Analysts blame the widening US current account deficit.
As the deficit widens, more dollars must flow into the country in the form of portfolio inflows. If inflows are not large enough to offset the dollars going offshore to buy foreign goods, the dollar will decline.
"The problem with the current account gap is that its financing depends on the whims of others. And that has a high price that must be paid either with a lower dollar or with higher interest rates to attract investors," said Alan Ruskin, research director at 4Cast in New York.
A lower dollar helps exporters but hurts consumers and businesses that import inputs. It also erodes the foreign-currency value of US assets, depressing foreign investment.

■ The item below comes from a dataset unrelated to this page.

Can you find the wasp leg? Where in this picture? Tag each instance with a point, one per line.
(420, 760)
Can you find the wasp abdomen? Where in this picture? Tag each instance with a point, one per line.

For many years, foreign investors and central banks have been willing to finance the gap through purchases of US assets like stocks and bonds.
For many central banks, particularly in Asia, buying US assets has had the bonus of keeping their currencies depressed against the dollar, spurring exports.
But central banks won't pick up the slack forever.
"The Bank of Japan and other Asian countries don't have to keep their currencies artificially weak to the extent that they have been doing in the last year and a half because growth prospects are improving," said Bob Lynch, currency strategist at BNP Paribas in New York.
With the need to prop up their currencies diminishing, the central banks would be more eager to pursue diversification of their portfolios, especially in an environment where a weakening dollar lowers the value of US holdings.
"If everyone thinks the dollar is going to weaken and you have 60 to 90 percent of your reserves held in dollars, maybe you want to shift that reserve balance," said Lynch.
Michael Englund, chief economist at Action Economics, said there were already signs that Japan, a major holder of US securities, was becoming a less willing buyer.
China, meanwhile, was expected to cut dollar holdings as it inches toward a more flexible currency regime than its current policy of pegging its yuan to the dollar.
"If the Chinese and Japanese authorities are willing to accept a weaker dollar, it is unlikely that other central banks will be willing to completely fill the capital account void," said Englund.
The US current account deficit, the broadest measure of US trade because it includes investment flows, was running at a $664 billion annual rate in the second quarter, or nearly 6 percent of gross domestic product.
TOO MUCH, TOO FAST: While the US Treasury has staunchly maintained its strong dollar policy, many international policymakers - as well as some members of the Federal Reserve - have acknowledged that a weak dollar is necessary to right global imbalances.
The worry is that the dollar will fall too fast.
"The concern is that the dollar decline gets so rapid that it becomes a one-way street and undermines the faith in US assets," said Sean Callow, currency strategist at IDEAGlobal in New York.
The composition of the decline also matters.
Up to now, the euro has borne the brunt of the dollar's fall, partly because the currencies of a number of the United State's main trading partners, notably China, are pegged to the dollar or closely managed, a development that has started to trouble European leaders.
"Europe doesn't want a 15 percent trade-weighted decline in the dollar to be a 35 percent decline in the euro and no change in the Chinese yuan," said Callow.
The United States has been pressuring China to liberalise its currency regime.
Slower US growth or faster, domestic-demand led growth among its trade partners would also help cut the US trade gap. But Ruskin of 4Cast said don't count on this.
"If you are looking at the same dollar rate and the same relative growth rates, the US is heading for current account deficits of 7 to 8 percent of GDP. A lot of central bankers have also done this arithmetic, and that's why they have been fairly tolerant of dollar weakness," he said.